The 32% of the publications discussed in this subsection collected a dataset from a real-world CAS installation. A real-world dataset was used in [
38], which was not generated by the research team, but obtained from the ECP braking system of a DK-2 locomotive from Shouhuang Railway. Within the manufacturing research field, Rajashekarappa et al. [
52] presented a real-world implementation, as opposed to the investigations carried out by [
41,
42,
43,
51,
65]. Rajashekarappa et al. [
52] generated their dataset comprising airflow, temperature, and pressure sensors from a real-world pneumatic production system. Data collection was carried out during two periods: initially during a planned shutdown and then during normal production hours. Artificial anomalies were induced in the cell of a packaging process by drilling a hole in an external plug connected to a pneumatic tee tube-to-tube adapter. During planned shutdown, a 1 mm leak was used, while during normal production hours, a 0.8 mm leak was set up. The generated dataset was collected in the form of a ‘CSV’ file and then extracted on a ‘Grafana’ visual interface [
52]. In contrast to [
41,
42,
43], Kovács et al. [
44,
45] generated a real-world dataset collected from a Hungarian multinational manufacturer of electrical components between May 2018 and February 2019. A 0–20 mV signal from a pneumatic actuator was collected and recorded as a CSV file, similarly to [
52], where it runs in a sequence of six to eight cycles under normal operating conditions.
The publications by [
59,
60,
67] generated a dataset from a supply-side system, either from a compressor or an accumulator. In the case of Cui et al. [
59], the dataset was generated from a 22 kW compressor. This dataset was collected from the compressor’s condition monitoring system (CMS), where thirteen different variables, including inlet and outlet pressure temperature and vibrational values, are measured and appended every five minutes. Thus, the process of data collection was very easy and flexible, since a direct download from the CMS was available.
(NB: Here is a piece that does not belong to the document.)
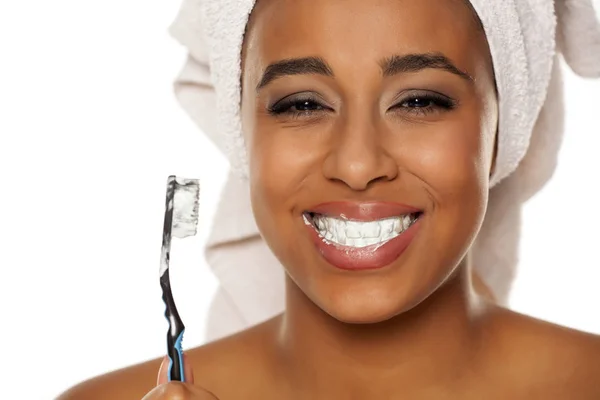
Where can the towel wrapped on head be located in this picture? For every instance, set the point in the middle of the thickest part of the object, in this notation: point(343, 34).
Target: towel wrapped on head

The dataset included 1380 groups of historical fault-free data and was divided in three groups. The first dataset was used to construct the historic memory matrix of the model, the second to verify model accuracy while determining the fault warning threshold, and the third to test the effect of the fault measure and early warning system. No faults were purposely induced during dataset generation, as a typical air compressor fault occurred during the data collection window [
59]. On the other hand, the study performed by Holstein et al. [
60] involved a different approach from [
59], but similar to those performed by [
51,
70]. This is because the dataset was generated by measurements collected from the structure-borne sound probe T10 from SONOTEC and a microphone MK301 from Microtech Gefell. Due to the nature of the data, a 24-bit c-DAQ card was required, in this case DT 9847-2-2, to be able to measure low frequencies [
60]. The research of Desmet et al. [
67] involved the generation of two datasets. The purpose of the first dataset was to be fault-free to discover the sawtooth patterns for accumulator charging and discharging and the activation of air-actuated components. The other dataset was generated to detect the anomalies from the presented algorithm, which will be identified by the fourth RQ. Fault simulation was performed by inducing a moderately leaking nozzle, where the air consumption rate increased by 25% from normal condition operations [
67].
The remaining publications within this subsection are associated with the investigations performed by the research team of F. Bonfa, M. Benedetti, and A. Santolamazza et al. [
61,
62,
63,
64]. The dataset generation for these studies stemmed from the measurement of potential parameters collected from five compressors within an Italian pharmaceutical manufacturing company. One of the compressors served as the master, and hence this was working continuously, while the other four compressors served as slaves to top up when the manufacturing demand increased. The energy and CA production data were collected at an interval of 15 min, and included pressure, temperature and external air humidity. The number of running hours for each compressor was available weekly in a cumulative format [
61,
62]. In addition to this, Santolamazza et al. [
63,
64] chose particular energy drivers for analysis, which were low-pressure flow rate of 3 bar, medium-pressure flow rate of 8 bar, the external air temperature from which the external air humidity could be derived from, and the binary state of the single compressors. This meant that the state is ‘0′ when energy consumption of the associated compressor is less than 1 kWh/15 min, while if the compressor’s energy consumption is more than 1 kWh/15 min, the state is equal to ‘1′ [
63,
64].
Dataset Preparation
In addition to dataset generation, RQ3 seeks to understand the data processing techniques, if any are performed. It can be deduced that preprocessing was not performed for almost half of the reviewed studies, where 46% of the selected publications did not manipulate the data prior to analysis.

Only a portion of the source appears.